Ein Überschuh mit seitlicher Befestigung, der somit Plattformpedal/Pin-tauglich wäre, ist eine echte Marktlücke. Besser fände ich aber einfach wie Rayc schon sagte, einen wasserdichten Schuh. Da könnte 5.10 ruhig mal was mit Goretex oder sonstiger Membran rausbringen! Käufer dafür gäbe es sicher genug... das mit dem Vollsaugen ist ja wirklich ein Problem. 
Die Überschuhe leben auch nicht lange. Sowohl beim Laufen als auch durch die Pins in den Pedalen gehen sie kaputt. Ich hatte sogar erst mal die Befürchtung, dass ich mit dem Soff-Steg unter der Sohle in den Pins hängenbleiben würde. Hat sich aber nicht bestätigt.

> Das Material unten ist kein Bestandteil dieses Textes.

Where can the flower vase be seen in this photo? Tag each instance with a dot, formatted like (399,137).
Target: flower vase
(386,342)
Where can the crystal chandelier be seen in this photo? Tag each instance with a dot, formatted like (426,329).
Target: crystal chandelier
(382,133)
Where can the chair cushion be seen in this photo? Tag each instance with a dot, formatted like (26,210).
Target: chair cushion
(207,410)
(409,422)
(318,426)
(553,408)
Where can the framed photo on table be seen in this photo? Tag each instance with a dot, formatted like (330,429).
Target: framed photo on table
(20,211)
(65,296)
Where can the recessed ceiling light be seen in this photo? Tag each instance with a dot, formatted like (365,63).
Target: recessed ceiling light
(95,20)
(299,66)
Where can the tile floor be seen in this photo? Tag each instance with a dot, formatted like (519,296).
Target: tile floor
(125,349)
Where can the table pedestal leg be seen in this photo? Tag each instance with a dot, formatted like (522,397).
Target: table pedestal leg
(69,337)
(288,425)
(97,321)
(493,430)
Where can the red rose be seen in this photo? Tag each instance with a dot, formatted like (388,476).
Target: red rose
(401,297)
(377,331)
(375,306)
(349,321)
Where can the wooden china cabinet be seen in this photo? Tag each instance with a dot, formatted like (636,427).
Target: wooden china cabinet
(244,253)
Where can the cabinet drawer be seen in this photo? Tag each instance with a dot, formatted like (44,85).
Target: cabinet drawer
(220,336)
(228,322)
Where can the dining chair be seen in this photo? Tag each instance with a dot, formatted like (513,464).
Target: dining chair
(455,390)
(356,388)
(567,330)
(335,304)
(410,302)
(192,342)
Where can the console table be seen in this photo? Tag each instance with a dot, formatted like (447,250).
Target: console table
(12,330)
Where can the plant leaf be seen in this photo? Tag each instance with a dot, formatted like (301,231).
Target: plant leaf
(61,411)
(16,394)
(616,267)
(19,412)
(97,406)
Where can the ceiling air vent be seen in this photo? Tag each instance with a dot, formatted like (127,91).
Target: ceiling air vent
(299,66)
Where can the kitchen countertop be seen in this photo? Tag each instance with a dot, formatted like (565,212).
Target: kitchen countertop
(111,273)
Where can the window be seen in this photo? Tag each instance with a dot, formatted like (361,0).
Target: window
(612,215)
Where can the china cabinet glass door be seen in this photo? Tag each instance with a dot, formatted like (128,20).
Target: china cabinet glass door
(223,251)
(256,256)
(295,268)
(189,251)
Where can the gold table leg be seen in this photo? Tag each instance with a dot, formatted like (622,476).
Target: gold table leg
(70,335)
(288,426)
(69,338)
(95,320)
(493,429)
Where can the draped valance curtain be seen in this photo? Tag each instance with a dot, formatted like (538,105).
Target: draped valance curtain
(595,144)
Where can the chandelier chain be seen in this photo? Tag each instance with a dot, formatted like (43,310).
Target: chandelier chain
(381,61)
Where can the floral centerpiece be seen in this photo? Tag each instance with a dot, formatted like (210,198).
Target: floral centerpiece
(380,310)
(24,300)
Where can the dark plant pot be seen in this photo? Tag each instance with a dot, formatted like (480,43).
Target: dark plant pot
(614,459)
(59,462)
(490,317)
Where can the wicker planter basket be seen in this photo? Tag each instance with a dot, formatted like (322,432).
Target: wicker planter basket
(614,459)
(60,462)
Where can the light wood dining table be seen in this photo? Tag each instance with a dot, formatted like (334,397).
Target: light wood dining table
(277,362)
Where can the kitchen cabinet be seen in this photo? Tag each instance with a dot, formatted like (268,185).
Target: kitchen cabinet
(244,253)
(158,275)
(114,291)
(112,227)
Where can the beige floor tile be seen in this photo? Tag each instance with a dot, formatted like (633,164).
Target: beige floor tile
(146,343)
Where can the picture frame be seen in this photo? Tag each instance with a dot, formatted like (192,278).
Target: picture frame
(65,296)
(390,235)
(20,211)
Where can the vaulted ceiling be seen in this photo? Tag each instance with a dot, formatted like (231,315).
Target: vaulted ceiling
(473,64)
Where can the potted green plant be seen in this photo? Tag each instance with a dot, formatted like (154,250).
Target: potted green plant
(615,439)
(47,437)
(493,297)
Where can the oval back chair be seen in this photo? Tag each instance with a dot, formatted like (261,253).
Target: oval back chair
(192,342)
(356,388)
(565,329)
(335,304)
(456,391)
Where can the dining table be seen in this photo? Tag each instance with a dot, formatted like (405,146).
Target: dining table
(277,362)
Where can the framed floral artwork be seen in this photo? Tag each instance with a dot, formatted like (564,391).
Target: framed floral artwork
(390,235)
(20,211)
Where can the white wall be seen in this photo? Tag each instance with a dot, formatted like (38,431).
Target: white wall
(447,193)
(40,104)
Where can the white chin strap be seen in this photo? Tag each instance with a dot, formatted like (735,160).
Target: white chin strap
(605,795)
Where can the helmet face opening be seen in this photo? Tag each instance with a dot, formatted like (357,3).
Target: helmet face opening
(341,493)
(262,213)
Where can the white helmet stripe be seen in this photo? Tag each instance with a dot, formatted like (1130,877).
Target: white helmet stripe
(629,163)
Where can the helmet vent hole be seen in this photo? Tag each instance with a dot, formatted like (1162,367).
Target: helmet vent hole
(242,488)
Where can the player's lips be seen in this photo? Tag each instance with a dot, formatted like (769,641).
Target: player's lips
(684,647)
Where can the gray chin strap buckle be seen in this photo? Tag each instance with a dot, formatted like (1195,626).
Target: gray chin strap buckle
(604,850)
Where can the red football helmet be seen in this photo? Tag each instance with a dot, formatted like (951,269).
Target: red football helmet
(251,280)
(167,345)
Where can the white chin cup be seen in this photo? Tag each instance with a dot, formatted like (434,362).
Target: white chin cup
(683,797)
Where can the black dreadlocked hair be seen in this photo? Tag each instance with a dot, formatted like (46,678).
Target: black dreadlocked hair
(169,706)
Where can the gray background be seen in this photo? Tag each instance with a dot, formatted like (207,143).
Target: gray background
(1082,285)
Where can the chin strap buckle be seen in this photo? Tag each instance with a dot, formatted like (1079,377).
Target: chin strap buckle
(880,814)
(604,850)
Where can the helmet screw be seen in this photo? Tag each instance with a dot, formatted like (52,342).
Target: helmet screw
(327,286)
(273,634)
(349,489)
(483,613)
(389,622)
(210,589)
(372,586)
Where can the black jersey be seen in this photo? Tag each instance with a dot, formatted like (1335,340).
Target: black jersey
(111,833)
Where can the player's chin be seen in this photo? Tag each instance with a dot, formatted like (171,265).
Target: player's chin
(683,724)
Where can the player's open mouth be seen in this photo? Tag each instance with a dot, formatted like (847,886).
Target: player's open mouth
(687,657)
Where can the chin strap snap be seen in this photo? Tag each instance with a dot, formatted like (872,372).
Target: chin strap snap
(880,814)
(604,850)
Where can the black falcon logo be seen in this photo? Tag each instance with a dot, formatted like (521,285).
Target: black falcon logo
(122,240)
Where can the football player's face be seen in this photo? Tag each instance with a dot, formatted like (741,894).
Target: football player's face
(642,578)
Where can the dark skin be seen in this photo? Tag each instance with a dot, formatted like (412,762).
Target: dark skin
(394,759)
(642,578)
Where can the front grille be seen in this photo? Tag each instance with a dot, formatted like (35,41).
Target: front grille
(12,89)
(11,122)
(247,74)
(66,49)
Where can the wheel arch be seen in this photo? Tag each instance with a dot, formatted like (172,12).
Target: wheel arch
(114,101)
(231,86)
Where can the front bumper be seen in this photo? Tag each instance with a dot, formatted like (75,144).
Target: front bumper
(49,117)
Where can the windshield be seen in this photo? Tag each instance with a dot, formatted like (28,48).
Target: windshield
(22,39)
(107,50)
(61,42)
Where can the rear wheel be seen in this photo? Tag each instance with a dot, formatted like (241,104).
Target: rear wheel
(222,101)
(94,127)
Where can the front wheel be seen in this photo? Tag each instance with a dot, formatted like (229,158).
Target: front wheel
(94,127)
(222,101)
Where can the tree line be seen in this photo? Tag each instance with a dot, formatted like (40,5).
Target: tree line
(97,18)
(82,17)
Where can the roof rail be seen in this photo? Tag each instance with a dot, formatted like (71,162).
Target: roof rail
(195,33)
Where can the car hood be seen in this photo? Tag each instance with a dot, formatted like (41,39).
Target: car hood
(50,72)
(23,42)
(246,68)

Wenn's richtig runterkommt läuft das Wasser (vor allem Spritzwasser das von unten kommt) aber auch unter die Überschuhe und somit in die Schuhe rein, weil die nicht so wirklich knalle eng sitzen. Dazu muss es aber wirklich ein Wolkenbruch sein. Bei normalem Regen hält's.

Wenn die 5.10 wirklich nass geworden sind, hilft nur neben die Heizung stellen, ordentlich Zeitungspapier rein, und das bestenfalls ein paar Mal wechseln. So werden sie bis zum nächsten Tag wenigstens halbwegs trocken. Beim AlpenX würde ich mir das aber nicht geben wollen... daher käme für mich die Lösung mit Sealskinz auch nicht in Frage (ein paar Tage hintereinander den ganzen Tag lang in wasserdichten Socken rumlaufen bis die Schuhe wieder trocken fände ich einen Graus!)


----------



## Wurzelpedaleur (9. August 2011)

Die Vaude Überschuhe gehen gut. Bin damit den ganzen Herbst+Winter+Frühjahr gefahren, um die Füße vor Kälte und Matsch zu schützen und sie sind immer noch überwiegend  in Ordnung. Du stehst auch kaum drauf. Dort wo die Pedale ist, sind sie ausgespart.


----------



## cxfahrer (9. August 2011)

ich hab die von adidas (frag nicht welche, gabs beim stadler) auch über die 5.10 high impact in 47 drüber bekommen, unten sind die offen - das macht aber erst bei -10°c sinn, denn regendicht sind die auch nicht weil es oben reinläuft - allein durch die bewegung und weil es für mich eh keine regenhose gibt die die schuhe auch nur erreichen würde..

regen: keine 5.10!


----------



## MTB-News.de




----------



## elmono (22. August 2011)

scylla schrieb:


> Denke, das sollten die Vaude Gaiter sein, wenn mich nicht alles täuscht. Sind halt nicht besonders stylish, aber das ist mir eh egal, wenn's schüttet.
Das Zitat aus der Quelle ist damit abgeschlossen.